Daratumumab is an IgG1k monoclonal antibody that binds to CD38 expressing cells. Studies have shown that daratumumab induces multiple myeloma cell death through several mechanisms, including complement-dependent cytotoxicity (CDC), antibody-dependent cell-mediated cytotoxicity (ADCC), antibody-dependent cellular phagocytosis (ADCP), and apoptosis. IRRs occurs in approximately half of relapsed or refractory myeloma patients treated with daratumumab, with most occurring during the first infusion. Common mild daratumumab-related infusion reactions includes nasal congestion, throat irritation, coughing, chills and nausea and vomiting, while severe IRRs are characterized by dyspnea, laryngeal edema, bronchospasm, pulmonary edema, dyspnea, hypoxia and hypertension. Studies in vertebrate eyes found CD38 expression in several locations in the retina including the Müller cell, ganglion cell layer, inner nuclear layer and pigmented epithelium. CD38 was also expressed in rat ciliary body in both the pigmented and non-pigmented epithelium. In humans, CD38 was shown in corneal limbal epithelium. The exact pathophysiology of how daratumumab causes ciliary effusion remains unclear. Regarding biomolecular explanation, we speculated that daratumumab may interact with CD38 glycoprotein on the ciliary body, which potentially leads to ciliary effusion.

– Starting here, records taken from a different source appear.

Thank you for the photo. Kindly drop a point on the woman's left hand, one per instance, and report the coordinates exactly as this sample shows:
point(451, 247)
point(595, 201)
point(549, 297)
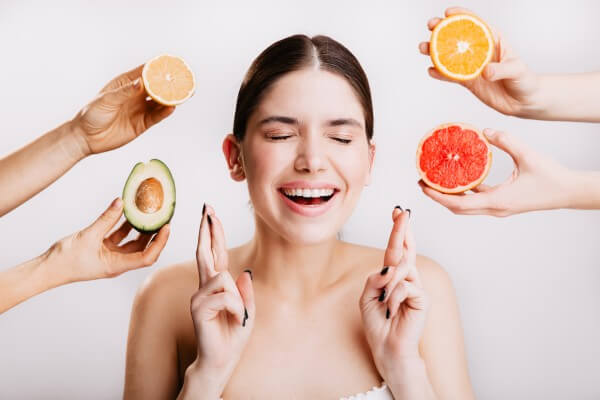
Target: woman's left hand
point(393, 304)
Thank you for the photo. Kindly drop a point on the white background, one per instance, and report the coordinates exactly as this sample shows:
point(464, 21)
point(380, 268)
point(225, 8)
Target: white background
point(528, 285)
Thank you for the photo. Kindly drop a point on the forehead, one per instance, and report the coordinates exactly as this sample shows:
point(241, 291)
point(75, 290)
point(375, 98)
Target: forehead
point(311, 94)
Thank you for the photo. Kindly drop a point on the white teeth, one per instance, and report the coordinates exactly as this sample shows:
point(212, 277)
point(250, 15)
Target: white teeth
point(308, 193)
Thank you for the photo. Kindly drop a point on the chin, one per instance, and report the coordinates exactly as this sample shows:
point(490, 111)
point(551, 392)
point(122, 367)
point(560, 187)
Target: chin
point(309, 235)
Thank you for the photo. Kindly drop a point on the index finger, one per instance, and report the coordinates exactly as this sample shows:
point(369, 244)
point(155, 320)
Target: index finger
point(124, 79)
point(218, 246)
point(459, 10)
point(204, 257)
point(395, 247)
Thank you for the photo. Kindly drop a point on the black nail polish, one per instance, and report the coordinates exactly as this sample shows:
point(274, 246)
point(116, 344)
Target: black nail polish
point(245, 317)
point(250, 273)
point(382, 295)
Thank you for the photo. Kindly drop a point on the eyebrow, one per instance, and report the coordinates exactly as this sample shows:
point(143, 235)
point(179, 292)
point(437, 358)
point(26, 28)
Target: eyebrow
point(293, 121)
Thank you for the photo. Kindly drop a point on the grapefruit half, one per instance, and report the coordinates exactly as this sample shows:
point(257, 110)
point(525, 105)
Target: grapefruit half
point(453, 158)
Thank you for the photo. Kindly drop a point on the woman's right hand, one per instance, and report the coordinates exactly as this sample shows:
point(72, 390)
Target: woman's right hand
point(222, 312)
point(506, 84)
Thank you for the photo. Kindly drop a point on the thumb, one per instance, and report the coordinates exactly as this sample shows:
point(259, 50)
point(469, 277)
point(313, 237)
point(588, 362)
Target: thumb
point(508, 143)
point(122, 94)
point(512, 68)
point(108, 219)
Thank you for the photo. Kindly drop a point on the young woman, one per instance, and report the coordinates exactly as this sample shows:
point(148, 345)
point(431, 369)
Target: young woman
point(296, 312)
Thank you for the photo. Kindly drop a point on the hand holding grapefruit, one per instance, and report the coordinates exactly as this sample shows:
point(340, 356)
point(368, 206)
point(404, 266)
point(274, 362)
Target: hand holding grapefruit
point(454, 158)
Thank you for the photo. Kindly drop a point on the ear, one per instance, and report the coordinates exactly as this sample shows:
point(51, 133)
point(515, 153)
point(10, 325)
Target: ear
point(233, 156)
point(372, 149)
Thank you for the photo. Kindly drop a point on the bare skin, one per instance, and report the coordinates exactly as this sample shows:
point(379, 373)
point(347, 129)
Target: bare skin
point(283, 353)
point(315, 328)
point(537, 182)
point(115, 117)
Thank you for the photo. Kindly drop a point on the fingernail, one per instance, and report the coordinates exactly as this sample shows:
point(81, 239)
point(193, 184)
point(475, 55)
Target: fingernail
point(250, 273)
point(245, 317)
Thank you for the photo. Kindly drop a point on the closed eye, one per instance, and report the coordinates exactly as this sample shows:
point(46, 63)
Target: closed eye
point(282, 137)
point(342, 140)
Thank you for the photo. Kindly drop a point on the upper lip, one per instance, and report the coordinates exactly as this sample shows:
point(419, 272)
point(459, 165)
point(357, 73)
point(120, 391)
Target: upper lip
point(308, 185)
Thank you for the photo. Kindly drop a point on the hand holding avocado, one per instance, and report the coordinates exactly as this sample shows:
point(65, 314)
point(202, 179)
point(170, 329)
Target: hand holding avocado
point(88, 254)
point(93, 254)
point(119, 114)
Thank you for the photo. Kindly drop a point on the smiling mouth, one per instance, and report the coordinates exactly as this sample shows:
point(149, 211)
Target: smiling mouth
point(309, 197)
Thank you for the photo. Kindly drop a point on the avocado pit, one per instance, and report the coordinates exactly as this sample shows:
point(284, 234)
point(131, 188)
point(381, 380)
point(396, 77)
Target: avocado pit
point(149, 196)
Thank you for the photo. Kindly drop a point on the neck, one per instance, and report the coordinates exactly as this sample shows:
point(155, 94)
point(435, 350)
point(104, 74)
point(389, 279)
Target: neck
point(294, 272)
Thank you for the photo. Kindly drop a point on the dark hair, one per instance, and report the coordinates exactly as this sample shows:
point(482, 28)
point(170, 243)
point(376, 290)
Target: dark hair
point(294, 53)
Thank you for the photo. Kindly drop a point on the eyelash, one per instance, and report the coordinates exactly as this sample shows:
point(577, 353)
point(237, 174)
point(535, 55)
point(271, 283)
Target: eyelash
point(341, 140)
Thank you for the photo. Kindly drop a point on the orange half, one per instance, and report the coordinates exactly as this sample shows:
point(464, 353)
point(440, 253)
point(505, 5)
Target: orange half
point(461, 46)
point(169, 80)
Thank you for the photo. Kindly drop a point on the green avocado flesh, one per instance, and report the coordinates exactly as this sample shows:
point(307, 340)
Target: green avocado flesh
point(149, 196)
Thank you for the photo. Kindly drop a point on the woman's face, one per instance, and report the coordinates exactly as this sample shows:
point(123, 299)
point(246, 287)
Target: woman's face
point(306, 155)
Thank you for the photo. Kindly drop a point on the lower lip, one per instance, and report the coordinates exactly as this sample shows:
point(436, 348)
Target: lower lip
point(312, 210)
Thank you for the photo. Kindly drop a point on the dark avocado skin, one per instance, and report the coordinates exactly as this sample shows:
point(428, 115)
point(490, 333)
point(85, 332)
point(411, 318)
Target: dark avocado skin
point(140, 229)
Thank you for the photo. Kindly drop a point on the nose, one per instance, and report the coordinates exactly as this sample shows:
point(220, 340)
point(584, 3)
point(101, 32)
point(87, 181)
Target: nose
point(310, 157)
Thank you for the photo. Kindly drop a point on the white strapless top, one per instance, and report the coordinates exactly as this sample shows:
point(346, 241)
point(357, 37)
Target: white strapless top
point(377, 393)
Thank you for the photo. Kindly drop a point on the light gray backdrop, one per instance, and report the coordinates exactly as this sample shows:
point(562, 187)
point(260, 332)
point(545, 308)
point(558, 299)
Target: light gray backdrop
point(528, 286)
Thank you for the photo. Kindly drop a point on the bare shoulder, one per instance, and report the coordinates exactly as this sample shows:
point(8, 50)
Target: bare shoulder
point(166, 292)
point(433, 276)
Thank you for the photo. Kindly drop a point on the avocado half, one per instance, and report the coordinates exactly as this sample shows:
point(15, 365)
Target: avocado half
point(149, 196)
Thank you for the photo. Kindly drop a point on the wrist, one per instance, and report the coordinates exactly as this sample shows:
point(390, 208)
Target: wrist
point(535, 104)
point(74, 140)
point(584, 191)
point(52, 267)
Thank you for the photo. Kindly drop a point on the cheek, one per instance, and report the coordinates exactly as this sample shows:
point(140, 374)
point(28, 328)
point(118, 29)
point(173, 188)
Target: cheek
point(264, 161)
point(354, 165)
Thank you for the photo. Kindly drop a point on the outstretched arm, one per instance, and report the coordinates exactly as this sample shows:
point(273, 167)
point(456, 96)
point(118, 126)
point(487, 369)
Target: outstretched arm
point(115, 117)
point(85, 255)
point(510, 87)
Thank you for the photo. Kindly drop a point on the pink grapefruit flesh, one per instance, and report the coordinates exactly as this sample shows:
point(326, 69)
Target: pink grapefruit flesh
point(454, 158)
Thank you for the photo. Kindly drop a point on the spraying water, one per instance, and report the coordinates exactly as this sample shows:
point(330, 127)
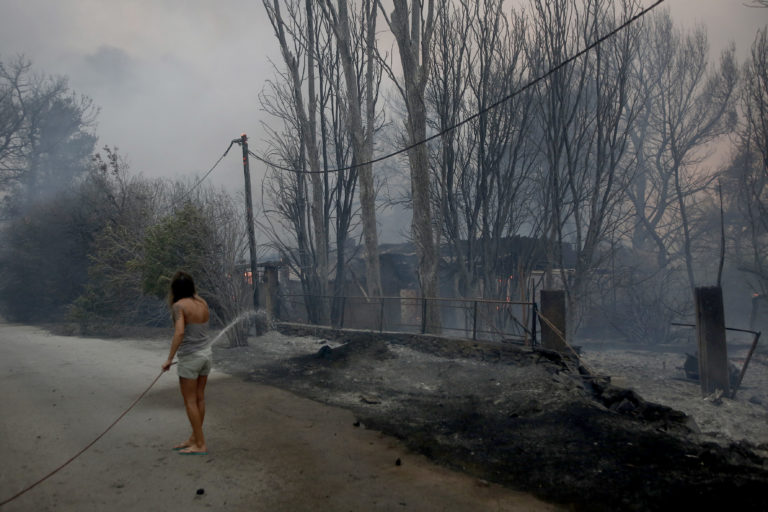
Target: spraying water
point(260, 314)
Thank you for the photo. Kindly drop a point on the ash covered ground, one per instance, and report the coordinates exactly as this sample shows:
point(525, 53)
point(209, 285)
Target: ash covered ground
point(643, 439)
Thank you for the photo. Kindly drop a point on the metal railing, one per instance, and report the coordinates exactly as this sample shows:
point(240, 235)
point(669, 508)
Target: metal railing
point(470, 318)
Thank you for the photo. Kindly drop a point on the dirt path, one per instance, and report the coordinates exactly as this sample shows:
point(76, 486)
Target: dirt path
point(270, 450)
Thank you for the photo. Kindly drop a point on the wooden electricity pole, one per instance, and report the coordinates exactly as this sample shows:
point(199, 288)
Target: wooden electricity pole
point(243, 141)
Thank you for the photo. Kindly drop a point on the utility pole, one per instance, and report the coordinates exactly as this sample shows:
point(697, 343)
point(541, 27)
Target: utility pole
point(243, 141)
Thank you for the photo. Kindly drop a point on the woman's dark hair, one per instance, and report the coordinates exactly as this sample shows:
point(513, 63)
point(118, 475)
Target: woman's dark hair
point(182, 286)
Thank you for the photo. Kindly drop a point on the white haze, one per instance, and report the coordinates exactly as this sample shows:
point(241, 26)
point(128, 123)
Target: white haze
point(177, 80)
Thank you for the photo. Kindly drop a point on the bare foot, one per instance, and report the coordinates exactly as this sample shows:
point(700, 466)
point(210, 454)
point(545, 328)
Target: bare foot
point(194, 449)
point(184, 444)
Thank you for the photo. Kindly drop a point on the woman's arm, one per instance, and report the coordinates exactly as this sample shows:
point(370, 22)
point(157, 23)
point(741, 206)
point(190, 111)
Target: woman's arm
point(178, 334)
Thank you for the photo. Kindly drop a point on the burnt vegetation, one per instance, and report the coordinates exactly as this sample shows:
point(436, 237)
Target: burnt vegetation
point(597, 179)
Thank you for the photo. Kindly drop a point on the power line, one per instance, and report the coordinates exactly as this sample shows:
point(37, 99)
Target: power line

To the best of our knowledge, daratumumab is the first known anti-cancer drug to induce angle closure. Unlike the situations involving other angle-closure-inducing medications in which other treatment options are available, certain cancer patients have limited alternatives. Our case was non-responsive to several other chemotherapy regimens, which necessitated re-exposure to daratumumab. Fortunately, there was no recurrence of either angle closure glaucoma or myopia after consecutive administrations of this drug.

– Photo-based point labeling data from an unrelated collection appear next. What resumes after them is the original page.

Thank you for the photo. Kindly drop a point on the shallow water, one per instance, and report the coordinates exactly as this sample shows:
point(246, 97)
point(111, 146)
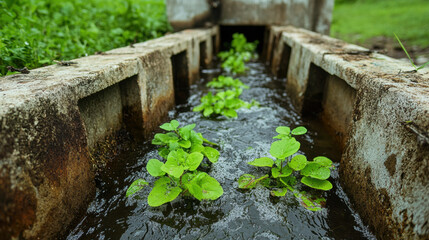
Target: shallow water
point(238, 214)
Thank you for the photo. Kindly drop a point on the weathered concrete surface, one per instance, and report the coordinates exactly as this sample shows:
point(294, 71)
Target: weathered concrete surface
point(386, 158)
point(51, 119)
point(314, 15)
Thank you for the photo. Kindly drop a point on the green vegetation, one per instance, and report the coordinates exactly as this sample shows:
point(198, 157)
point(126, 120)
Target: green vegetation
point(184, 151)
point(241, 51)
point(360, 20)
point(227, 102)
point(226, 82)
point(284, 168)
point(408, 55)
point(223, 103)
point(33, 33)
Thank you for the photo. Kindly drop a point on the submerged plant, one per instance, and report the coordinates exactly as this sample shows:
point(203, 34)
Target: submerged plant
point(184, 151)
point(223, 103)
point(226, 82)
point(286, 166)
point(406, 52)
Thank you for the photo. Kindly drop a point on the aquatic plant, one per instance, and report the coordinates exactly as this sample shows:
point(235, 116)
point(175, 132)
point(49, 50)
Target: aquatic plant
point(408, 55)
point(184, 151)
point(223, 103)
point(241, 51)
point(286, 165)
point(226, 82)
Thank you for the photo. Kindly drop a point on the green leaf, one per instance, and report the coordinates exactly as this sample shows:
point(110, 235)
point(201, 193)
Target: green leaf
point(299, 131)
point(163, 192)
point(154, 168)
point(283, 130)
point(136, 186)
point(285, 172)
point(262, 162)
point(323, 161)
point(194, 160)
point(171, 126)
point(247, 181)
point(211, 153)
point(284, 148)
point(315, 170)
point(298, 162)
point(309, 201)
point(317, 183)
point(279, 193)
point(172, 166)
point(185, 143)
point(208, 111)
point(231, 113)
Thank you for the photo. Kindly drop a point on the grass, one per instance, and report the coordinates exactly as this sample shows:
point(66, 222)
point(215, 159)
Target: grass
point(33, 33)
point(360, 20)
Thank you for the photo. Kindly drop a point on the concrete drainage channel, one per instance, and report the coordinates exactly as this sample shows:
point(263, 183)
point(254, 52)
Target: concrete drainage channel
point(58, 123)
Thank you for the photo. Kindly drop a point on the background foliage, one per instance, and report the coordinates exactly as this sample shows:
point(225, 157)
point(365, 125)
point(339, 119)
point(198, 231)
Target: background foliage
point(35, 32)
point(360, 20)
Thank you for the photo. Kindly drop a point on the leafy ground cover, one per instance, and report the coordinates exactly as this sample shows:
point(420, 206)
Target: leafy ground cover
point(33, 33)
point(361, 20)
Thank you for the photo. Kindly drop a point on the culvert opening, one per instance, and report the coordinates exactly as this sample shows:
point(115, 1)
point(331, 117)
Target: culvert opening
point(179, 63)
point(114, 108)
point(203, 54)
point(313, 96)
point(252, 33)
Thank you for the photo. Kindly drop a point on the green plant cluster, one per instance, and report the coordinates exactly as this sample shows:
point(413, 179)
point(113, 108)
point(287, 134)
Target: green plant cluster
point(287, 165)
point(183, 150)
point(241, 51)
point(227, 101)
point(35, 32)
point(223, 103)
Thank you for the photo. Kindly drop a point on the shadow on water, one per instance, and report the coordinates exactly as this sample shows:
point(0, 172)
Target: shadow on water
point(237, 214)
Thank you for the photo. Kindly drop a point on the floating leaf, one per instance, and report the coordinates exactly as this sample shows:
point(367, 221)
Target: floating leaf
point(298, 162)
point(163, 192)
point(283, 130)
point(316, 183)
point(185, 143)
point(299, 131)
point(262, 162)
point(249, 181)
point(315, 170)
point(153, 167)
point(194, 160)
point(279, 193)
point(204, 186)
point(136, 186)
point(173, 167)
point(171, 126)
point(211, 153)
point(323, 161)
point(284, 148)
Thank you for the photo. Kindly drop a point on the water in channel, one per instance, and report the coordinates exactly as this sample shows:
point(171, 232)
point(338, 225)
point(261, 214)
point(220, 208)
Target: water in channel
point(238, 214)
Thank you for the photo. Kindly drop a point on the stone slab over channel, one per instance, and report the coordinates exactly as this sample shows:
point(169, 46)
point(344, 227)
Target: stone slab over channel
point(379, 110)
point(315, 15)
point(52, 119)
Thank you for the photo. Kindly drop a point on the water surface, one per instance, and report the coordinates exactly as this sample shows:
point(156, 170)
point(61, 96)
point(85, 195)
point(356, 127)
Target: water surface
point(238, 214)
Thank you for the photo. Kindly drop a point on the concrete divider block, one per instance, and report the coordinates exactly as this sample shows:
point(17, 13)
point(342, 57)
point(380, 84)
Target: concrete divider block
point(53, 119)
point(380, 110)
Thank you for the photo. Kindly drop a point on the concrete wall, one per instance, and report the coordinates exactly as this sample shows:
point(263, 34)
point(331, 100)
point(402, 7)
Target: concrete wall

There is limited information on the rechallenging test and existing studies show controversial results. Fraundelder et al. found three cases of topiramate-induced angle closure with a positive rechallenge test when medication was given at the same dosage. However, another three reports found no recurrence after repeated drug administration.18, 19, 20 We were unable to conclude whether the negative rechallenge in our case was due to a prophylactic effect of cycloplegic drug or whether this adverse reaction to daratumumab occurred in an idiosyncratic pattern. Although discontinuation of the offending agent is generally recommended following an episode of drug-induced angle closure, it may be acceptable to continue daratumumab if other treatment options are restricted. However, close monitoring is necessary.

Conclusions

Acute bilateral angle closure glaucoma can occur following daratumumab infusion. The awareness of oncologists and ophthalmologists of this potential ocular side effect can help in early recognition of the condition and minimalize visual damage. With the potential prophylactic effect of cycloplegic drug, it may be acceptable to continue daratumumab infusion under close monitoring.

Patient consent

The patient consented to publication of the case in writing.

Funding

No funding or grant support.

Authorship

All authors attest that they meet the current ICMJE criteria for Authorship.

Declaration of competing interest

The following authors have no financial disclosures: AS, WW, SC, AM, VT, NA.